My initial goals include completing the refresh of our clinical strategic plan while focusing on staffing, capacity and achieving financial stability during these challenging times. I will be partnering with the Office of Healthcare Equity on their Blueprint, especially in the area of recruitment and retention of a diverse workforce. I also want to introduce myself and listen to as many people and programs as I can across our health system.

What was it like to lead UW Medicine’s Emergency Operations Center and response to the pandemic?

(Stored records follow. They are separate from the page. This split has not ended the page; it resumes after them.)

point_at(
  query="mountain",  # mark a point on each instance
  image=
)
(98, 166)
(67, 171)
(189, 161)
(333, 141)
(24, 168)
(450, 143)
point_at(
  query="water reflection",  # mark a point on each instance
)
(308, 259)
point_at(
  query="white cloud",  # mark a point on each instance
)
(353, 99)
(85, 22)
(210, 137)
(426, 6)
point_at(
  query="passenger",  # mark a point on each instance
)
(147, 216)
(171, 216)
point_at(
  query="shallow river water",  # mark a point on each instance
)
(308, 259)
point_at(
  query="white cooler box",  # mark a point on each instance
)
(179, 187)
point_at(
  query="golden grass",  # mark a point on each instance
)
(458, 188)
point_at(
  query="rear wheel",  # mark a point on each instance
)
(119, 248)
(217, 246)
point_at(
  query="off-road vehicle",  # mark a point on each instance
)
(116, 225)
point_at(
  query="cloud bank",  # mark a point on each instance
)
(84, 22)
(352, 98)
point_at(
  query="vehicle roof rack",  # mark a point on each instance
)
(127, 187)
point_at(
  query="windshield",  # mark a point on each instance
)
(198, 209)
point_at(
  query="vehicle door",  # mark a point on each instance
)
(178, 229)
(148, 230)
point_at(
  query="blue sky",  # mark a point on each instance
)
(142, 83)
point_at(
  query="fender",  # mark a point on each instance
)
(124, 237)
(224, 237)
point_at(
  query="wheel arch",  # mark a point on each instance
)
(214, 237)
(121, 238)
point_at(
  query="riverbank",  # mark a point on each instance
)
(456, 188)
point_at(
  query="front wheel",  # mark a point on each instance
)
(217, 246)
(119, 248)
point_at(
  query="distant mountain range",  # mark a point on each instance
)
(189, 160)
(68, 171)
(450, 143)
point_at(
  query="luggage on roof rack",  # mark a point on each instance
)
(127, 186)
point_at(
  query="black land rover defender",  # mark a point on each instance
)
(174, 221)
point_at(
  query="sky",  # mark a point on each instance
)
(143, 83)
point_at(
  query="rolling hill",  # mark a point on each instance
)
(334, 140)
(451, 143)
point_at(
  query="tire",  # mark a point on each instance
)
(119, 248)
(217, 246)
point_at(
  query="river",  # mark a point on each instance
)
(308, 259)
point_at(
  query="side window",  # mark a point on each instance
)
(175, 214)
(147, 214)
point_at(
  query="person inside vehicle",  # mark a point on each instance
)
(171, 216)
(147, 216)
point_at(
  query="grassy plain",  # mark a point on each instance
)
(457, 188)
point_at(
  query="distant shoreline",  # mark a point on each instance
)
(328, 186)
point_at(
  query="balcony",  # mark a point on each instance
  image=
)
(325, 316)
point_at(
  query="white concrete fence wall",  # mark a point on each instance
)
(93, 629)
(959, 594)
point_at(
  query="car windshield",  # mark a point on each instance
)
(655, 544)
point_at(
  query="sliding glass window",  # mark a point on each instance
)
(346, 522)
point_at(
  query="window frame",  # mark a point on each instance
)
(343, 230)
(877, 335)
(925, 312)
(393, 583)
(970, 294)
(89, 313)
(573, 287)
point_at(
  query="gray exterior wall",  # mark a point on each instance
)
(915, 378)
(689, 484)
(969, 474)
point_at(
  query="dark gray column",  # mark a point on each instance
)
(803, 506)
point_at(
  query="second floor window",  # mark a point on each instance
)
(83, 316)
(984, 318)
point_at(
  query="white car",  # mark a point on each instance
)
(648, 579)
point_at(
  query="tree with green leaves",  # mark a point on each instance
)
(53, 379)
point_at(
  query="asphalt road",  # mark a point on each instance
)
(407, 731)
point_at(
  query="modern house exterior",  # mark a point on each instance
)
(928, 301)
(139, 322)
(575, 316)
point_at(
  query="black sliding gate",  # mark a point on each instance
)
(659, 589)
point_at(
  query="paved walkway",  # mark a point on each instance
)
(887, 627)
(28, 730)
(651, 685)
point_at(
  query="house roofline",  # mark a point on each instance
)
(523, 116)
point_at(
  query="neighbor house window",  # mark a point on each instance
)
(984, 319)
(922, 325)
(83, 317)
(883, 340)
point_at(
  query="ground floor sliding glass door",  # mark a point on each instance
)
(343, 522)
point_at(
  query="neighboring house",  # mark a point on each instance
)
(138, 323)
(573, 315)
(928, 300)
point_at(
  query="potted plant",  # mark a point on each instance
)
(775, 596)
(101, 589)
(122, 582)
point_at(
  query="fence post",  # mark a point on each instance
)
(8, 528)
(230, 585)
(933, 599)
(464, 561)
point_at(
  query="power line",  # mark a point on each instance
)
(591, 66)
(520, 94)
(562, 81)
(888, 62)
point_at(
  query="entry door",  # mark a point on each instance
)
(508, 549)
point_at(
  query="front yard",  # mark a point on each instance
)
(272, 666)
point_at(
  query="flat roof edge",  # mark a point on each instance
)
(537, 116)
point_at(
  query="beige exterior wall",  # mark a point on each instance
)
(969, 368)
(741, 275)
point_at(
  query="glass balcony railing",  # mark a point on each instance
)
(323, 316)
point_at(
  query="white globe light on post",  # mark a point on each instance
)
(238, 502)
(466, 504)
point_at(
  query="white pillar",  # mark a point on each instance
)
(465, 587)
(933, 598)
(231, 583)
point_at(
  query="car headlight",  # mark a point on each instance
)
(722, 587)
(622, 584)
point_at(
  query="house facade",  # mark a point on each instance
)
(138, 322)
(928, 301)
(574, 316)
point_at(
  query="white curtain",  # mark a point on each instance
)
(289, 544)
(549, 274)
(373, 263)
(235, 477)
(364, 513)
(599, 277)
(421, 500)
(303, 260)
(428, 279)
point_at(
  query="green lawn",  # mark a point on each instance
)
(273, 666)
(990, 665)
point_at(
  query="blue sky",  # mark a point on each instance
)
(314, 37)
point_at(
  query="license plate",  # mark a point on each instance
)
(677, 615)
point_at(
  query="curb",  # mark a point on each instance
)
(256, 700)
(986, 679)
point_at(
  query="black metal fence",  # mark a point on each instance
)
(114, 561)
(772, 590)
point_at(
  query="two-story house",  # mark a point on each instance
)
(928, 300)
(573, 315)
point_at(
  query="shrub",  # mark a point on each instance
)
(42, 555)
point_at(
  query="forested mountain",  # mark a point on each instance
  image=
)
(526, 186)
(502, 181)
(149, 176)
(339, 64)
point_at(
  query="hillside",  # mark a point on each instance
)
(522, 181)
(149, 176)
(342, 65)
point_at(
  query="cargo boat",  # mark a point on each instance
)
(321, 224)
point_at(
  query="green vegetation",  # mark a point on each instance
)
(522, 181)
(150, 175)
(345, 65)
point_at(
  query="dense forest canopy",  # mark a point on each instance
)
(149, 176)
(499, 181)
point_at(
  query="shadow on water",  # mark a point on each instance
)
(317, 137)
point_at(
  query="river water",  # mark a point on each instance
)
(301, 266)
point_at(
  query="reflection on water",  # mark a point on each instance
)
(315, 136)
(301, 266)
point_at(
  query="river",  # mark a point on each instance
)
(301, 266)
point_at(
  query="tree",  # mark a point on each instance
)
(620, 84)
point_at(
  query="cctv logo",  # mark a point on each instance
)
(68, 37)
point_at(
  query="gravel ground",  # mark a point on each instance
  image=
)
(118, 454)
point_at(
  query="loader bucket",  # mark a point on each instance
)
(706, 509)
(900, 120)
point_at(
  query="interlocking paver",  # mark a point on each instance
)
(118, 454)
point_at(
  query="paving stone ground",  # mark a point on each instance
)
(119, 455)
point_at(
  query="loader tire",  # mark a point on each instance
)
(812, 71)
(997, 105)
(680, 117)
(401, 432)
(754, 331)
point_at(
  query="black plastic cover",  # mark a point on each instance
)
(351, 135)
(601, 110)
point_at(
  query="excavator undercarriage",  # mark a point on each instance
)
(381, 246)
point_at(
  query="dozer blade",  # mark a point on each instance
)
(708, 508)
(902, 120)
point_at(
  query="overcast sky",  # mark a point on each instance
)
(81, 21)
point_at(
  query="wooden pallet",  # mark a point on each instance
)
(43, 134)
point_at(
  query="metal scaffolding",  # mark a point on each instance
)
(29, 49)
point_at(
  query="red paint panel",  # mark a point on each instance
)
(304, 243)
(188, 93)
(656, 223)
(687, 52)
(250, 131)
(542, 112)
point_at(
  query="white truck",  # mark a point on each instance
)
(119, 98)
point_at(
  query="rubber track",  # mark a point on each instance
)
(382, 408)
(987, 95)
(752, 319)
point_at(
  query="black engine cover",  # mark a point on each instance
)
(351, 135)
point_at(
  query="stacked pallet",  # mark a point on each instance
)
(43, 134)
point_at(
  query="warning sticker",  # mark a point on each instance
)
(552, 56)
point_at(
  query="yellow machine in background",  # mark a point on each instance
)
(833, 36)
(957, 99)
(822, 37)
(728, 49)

I am so proud of how our providers, staff and emergency operations teams worked together to care for our patients, community and each other. We learned so much about ourselves and our organization as we navigated personal and professional challenges day in and day out. As we continue to manage the impacts of COVID-19, I take a lot of inspiration from these last couple of years. It gives me great confidence that we can get through just about anything when we band together as a UW Medicine community.

What do you like to do when you’re not working?

When I am not working, family comes first. I have coached my son’s soccer team for the last seven years, and I enjoy being on the sidelines of my daughter’s soccer and basketball games.

While my family grew up in California, I am fortunate that my mom and my sisters now live in Seattle, and we get together regularly with all of the kids and the dogs. This year, we have tried to see as many Reign games and Storm games as we can. Seattle has such amazing female sports teams, and I like to support them whenever I can.

I exercise just about every day with walking, online barre class or weight training. Exercise helps me manage my stress, and it gives me time to connect with colleagues and friends. If I really want to recharge, I travel with my family. I am so grateful we get to be back traveling again after such a long pause due to COVID-19.

What are you reading/watching right now?

I tend to read a fiction and a nonfiction book at the same time to mix things up. For fiction, I am reading “Beasts of a Little Land” by Juhea Kim, and my nonfiction book is “The End of Bias: A Beginning” by Jessica Nordell. This book was recommended at a recent training I attended. I have been thinking about rereading “My Life in Full” by Indra Nooyi as I take on this new role. If folks have book recommendations, I am all ears!

I like to watch shows with my kids. With my 11-year-old daughter, we watch Korean dramas. “Crash Landing on You” is our favorite so far. My 13-year-old son likes to watch documentaries, including expeditions by Jimmy Chin. We also just watched the Top Gun sequel together.

Lastly, I try to watch my nephew play college football on TV since he is out in Indiana and no competition to the Huskies!